When the first and universal requirement for a position is a Medical Degree, the pool of qualified applicants is inherently smaller. Now add requirements that span expertise in quality, compliance, clinical operations, regulatory, finance, investor relations, and management, and it’s easy to see why qualified Chief Medical Officers are so highly sought after.
How does the right Chief Medical Officer influence the culture and approach to product development internally, and impact investor confidence externally? Often enormously. Attracting the right CMO requires a careful match of candidate skills to client needs, an evaluation that requires a strong understanding of the industry and long-standing relationships cultivated over the years with top prospects.
Potential CMOs come with a variety of skill sets, many of which meet a CMO job description on paper. But only through an assessment of their accomplishments, strengths and aspirations, measured against a company’s size, culture, needs, and goals, will it be a sustainable fit.
Think of it this way – a candidate who has served as a medical director at a large, established company may find the opportunity to become the face of a smaller, growing organization launching a new product, highly compelling. Additionally, a physician executive with experience in drug development might be the exact fit for a company with just one product now, but working to keep its pipeline robust and moving forward to future commercialization.
Small to mid-cap clients may need more diverse capabilities that cross clinical operations and medical. While they require the same broad skill sets, they will need their CMO to manage and influence optics in the market, developing strong relationships and credibility with key opinion leaders. These medical leaders will have the important task of building investor confidence and strengthening the company’s reputation among the scientific community.

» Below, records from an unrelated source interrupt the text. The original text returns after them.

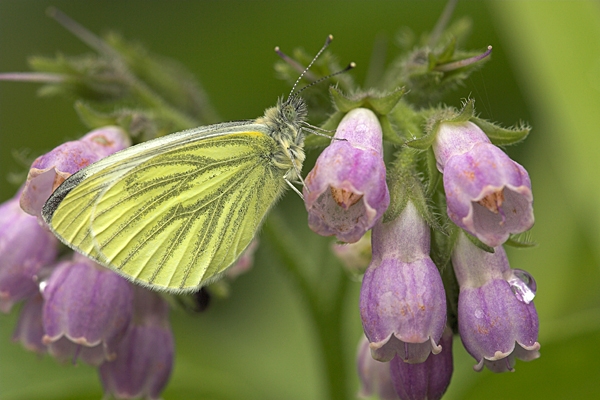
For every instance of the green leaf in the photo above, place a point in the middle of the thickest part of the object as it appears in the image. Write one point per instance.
(502, 136)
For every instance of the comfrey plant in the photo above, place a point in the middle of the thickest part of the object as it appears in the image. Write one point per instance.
(429, 184)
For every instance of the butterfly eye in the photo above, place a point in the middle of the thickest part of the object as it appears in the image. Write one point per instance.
(290, 113)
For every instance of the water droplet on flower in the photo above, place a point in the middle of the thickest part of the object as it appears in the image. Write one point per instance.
(523, 285)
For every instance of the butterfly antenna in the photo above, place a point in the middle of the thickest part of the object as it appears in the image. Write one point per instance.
(285, 57)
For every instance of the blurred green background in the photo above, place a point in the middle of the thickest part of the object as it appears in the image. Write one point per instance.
(259, 343)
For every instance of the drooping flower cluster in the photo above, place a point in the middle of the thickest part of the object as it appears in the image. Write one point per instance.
(421, 236)
(74, 308)
(402, 300)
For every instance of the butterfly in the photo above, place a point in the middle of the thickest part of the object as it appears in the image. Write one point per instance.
(173, 213)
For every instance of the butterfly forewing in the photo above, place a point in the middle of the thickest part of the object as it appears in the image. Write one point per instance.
(173, 218)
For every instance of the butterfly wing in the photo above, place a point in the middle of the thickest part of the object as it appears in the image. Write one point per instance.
(175, 212)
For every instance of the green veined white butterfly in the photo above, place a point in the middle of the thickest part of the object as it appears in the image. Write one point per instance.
(174, 212)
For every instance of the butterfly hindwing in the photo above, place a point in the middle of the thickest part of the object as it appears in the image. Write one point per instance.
(172, 216)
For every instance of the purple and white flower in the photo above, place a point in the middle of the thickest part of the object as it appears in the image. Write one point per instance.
(346, 192)
(375, 377)
(487, 193)
(25, 248)
(497, 319)
(145, 355)
(402, 299)
(87, 311)
(427, 380)
(51, 169)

In all instances, the common thread in attracting the right CMO is having a deep understanding of how the client strategies align with a medical leader’s strengths in the therapeutic area, with the ability and willingness to partner with the executive team to achieve those common strategies. Each of these dynamics of a new CMO brings a diverse capability, reputation and credibility to what the client needs today and down the road. The “art and science” of executive search – done well – takes into account all of these factors and more.